Several days after my interview with the Respiratory Therapist, I got called to the health plan President’s office. He said, “I heard through the grapevine that you are seriously considering hiring a Respiratory Therapist and not a nurse to head up the Quality Management department.” I said, “Yes, she’s my front runner.” He said, “If you hire her you are likely going to have a mutiny or mass exodus of the nurses in the department. They don’t want to report to a non-nurse. They think only a nurse can head up the department. So do others in management who have complained to me.” I said, “But, I want the right person.” He said, “Look, I’m going to leave this decision up to you, but when it blows up in your face, you’ll get no support from me. You’re on your own.”

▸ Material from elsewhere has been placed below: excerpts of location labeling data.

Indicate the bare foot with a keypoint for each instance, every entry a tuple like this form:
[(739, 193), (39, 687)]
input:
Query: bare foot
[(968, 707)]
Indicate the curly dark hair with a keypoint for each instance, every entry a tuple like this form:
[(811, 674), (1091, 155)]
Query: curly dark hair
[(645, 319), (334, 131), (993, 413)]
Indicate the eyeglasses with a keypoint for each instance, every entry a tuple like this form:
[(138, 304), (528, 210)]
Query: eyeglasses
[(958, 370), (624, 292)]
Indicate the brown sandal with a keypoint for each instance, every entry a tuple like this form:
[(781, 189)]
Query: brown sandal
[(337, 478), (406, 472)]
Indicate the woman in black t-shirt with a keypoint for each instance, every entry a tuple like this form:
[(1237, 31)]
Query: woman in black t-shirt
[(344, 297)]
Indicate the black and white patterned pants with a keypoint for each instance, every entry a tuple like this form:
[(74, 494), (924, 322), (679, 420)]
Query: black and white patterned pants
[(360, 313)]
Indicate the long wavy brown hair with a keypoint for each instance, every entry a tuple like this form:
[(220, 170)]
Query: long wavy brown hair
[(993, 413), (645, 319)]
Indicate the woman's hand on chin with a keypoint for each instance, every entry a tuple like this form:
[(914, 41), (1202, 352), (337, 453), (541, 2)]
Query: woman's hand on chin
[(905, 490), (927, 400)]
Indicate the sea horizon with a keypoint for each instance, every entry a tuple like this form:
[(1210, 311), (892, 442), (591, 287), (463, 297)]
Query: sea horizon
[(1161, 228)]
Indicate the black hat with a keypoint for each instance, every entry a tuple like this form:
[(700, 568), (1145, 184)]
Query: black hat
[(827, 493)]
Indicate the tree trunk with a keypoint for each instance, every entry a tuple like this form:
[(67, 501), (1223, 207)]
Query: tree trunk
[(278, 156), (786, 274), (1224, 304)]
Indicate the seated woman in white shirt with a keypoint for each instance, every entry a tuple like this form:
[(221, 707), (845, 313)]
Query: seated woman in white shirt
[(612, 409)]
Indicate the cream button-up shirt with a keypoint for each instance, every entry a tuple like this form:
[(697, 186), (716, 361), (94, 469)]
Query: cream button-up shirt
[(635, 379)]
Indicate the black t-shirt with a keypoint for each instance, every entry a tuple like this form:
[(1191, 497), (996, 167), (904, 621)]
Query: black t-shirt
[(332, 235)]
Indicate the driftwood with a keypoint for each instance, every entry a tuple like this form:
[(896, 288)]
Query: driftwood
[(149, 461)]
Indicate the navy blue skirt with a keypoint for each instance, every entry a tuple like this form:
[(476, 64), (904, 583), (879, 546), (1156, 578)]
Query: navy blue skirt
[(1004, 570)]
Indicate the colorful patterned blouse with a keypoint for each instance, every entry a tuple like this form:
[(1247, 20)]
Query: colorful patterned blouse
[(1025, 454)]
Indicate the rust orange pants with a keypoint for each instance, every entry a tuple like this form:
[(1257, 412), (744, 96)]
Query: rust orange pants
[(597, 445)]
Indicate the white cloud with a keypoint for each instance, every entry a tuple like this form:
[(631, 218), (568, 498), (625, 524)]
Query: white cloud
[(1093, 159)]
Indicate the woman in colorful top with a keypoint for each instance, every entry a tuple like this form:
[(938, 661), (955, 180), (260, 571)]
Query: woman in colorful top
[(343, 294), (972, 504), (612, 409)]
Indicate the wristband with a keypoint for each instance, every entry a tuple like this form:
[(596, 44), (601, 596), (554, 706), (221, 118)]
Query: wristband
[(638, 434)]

I hired the RT. I had to personally visit each of the other candidates to tell them they weren’t hired to keep the lid on things (rather than a phone call or letter/email). Some of the nurses left. We re-hired staff. Within a year, the RT Director of the Quality Management Department was the golden child of the health plan. She got Lean trained and was doing Kaizen events. We got a three-year accreditation the next year.

Health Care Leadership is preoccupied with making money and growing the business, leaving little or no time to champion reliability. Health care leaders have a choice: Spend, like,  $200,000,000 on hard-wiring reliable processes of care or building a new facility somewhere where they think they can gain market share. 100% of the time, the facility wins. In the last company I worked for, the spending for improving reliability was over 100 times less than building buildings and was less than their patient satisfaction initiatives budget. I’ll bet if someone did a study about this, they would find similar numbers throughout the US health care system.

Rule #4: Don’t build another facility until the processes in your current facilities has an error and defect rate at least equivalent to Toyota.

This has never happened in the history of Medicine. Don’t you think it should? Your life depends on it!

The real bottom line is: The Health Care industry doesn’t have the will or talent to create and sustain reliable health care processes.